Elites: Current Imbalances Unsustainable
3) This has in turn changed perception. Among the elites (economists, Wall Street types, etc.) there is now broad consensus that this trend is unsustainable. (In the words of Warren Buffett, “If something can’t last forever, it won’t.”) There is further agreement that any resolution will involve decreased purchasing power of the dollar along with higher interest rates, decreased consumption and a lower standard of living for most Americans. This changes the debate from ‘should we do something?’ to ‘what should we do?’
The WTO rule is made specifically for situations like ours – where severe imbalances in one country threaten global economic stability. It was first suggested in a different form by Warren Buffet in an October 26, 2003 Fortune magazine article. The economic rationale can be found in an article by Wayne Godley, et. al of the Levy Institute, “The United States and her Creditors: Can the Symbiosis Last?”
Controlled Change vs Chaotic
The bottom line is this: everyone agrees the U.S. massive, growing trade deficit cannot continue. There are only two options – let the free market ‘solve’ it with potentially catastrophic consequences to our currency, interest rates and inflation or try to manage the process by an across-the-board tariff increase.
Of course the elites will scream. The Tom Friedman’s of the world will call us protectionists and worse. They will say (incorrectly) that it’s illegal. Unable to argue with the plain language of WTO article 12, they will say it’s unprecedented – again incorrectly. (It has been used twice, when the rule was part of GATT – once by Richard Nixon in 1971, once by Great Britain in the mid-60’s.)
But this time they are the Neanderthals, living in the past. There is no doubt this imbalance will be stopped. The question is whether it is done chaotically by the marketplace or in a controlled manner by the use of Article 12.
There is also a powerful national security argument. China’s stash of U.S. dollars (over $800 billion and counting) gives them the potential leverage to strangle the U.S. economy at a time of their choosing. Our growing trade deficit not only will stop. It has to stop – and sooner rather than later.
Time for Dems to Put Up
Supporting labor rights in trade agreements has been a relatively easy lift, allowing Democrats and other to pose as friends of labor without really having to take a position on the trade issue. Those days are over.
Democratic candidates are now going to face the uncomfortable choice of breaking with labor or facing the wrath of the NY Times editorial board. That choice will be more difficult than before with outsourcing now bringing tens of millions of white collar workers into a fight that was previously limited to blue collar types.
I expect genuine friends of labor like Sherrod Brown and Bernie Sanders will have no problem. And Democrats in safe seats, especially House members, may sign on. The real test will be Senate incumbents and Presidential aspirants.

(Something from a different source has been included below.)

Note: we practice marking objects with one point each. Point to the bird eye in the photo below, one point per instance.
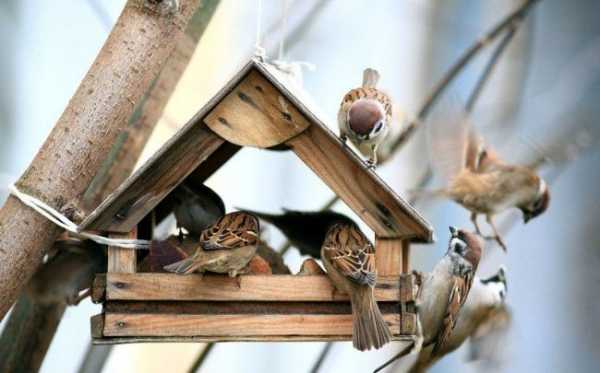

Expect this issue to be front and center in the 2006 election campaign. The timing couldn’t be better with family economics in a downward spiral and the conflict between national security and corporate trade opportunities hitting the front pages as we speak.
This is an issue with the power to swing key states like Ohio, Pennsylvania, Michigan, Wisconsin, Minnesota and Illinois. And the power to expose and isolate the business-Democrats.